My father in law cooks occasionally, but whenever he does, it’s always a precise procedure. His Kheer (rice and milk pudding) is liked by us all, and we always try to copy what he does. From the measurement to the stirring, everything matters when it comes to preparing Kheer. During winters, he always asks us to prepare this Kheer often at home, over phone calls. Here’s his recipe.


2 litre milk
2 fist rice
150 to 200 gm sugar
saffron threads, cardamoms and its powder, raisins, coarsely crushed nuts (all optional)


1. You need to wash the rice properly, and soak it for at least 15 minutes.
2. In a deep vessel, add the milk, and once it boils, add in the soaked rice (remove its water).
3. Once you add the rice, make sure the flame is in its lowest speed. And you should be able to see little bubbles in the sides, which means that the Kheer is getting cooked.
4. You need to stir the milk and rice mixture, every couple of minutes. Make sure the vessel’s bottom is clean; if you don’t stir from time to time, the Kheer will stick on the bottom.
5. After 20 minutes, check if the rice has been cooked. Also, now, you will see that the milk has turned a little yellow in colour. We don’t want a runny, water-like consistency. The milk should get a bit thick and creamy.
6. Add in the sugar, as the final step.

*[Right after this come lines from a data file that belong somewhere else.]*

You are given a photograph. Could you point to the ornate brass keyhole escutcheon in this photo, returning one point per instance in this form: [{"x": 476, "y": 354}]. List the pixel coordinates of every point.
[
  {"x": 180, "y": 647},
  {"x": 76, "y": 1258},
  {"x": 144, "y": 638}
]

After about five minutes, shut the flame. Add the seasonings, according to your choice. My father-in-law likes to keep it simple.

Now, as I write this, I’m waiting for my mother-in-law to return home soon, with good health. I keep thinking of all the simple dishes that she cooked for us, these days in the kitchen. In my next few posts, I will be uploading a few of the things that she made in the kitchen. And, I hope, this Diwali would be a really special one, with her at our side. A smile on her face, and her heart content as it always is.

What’s your special wish for this Diwali?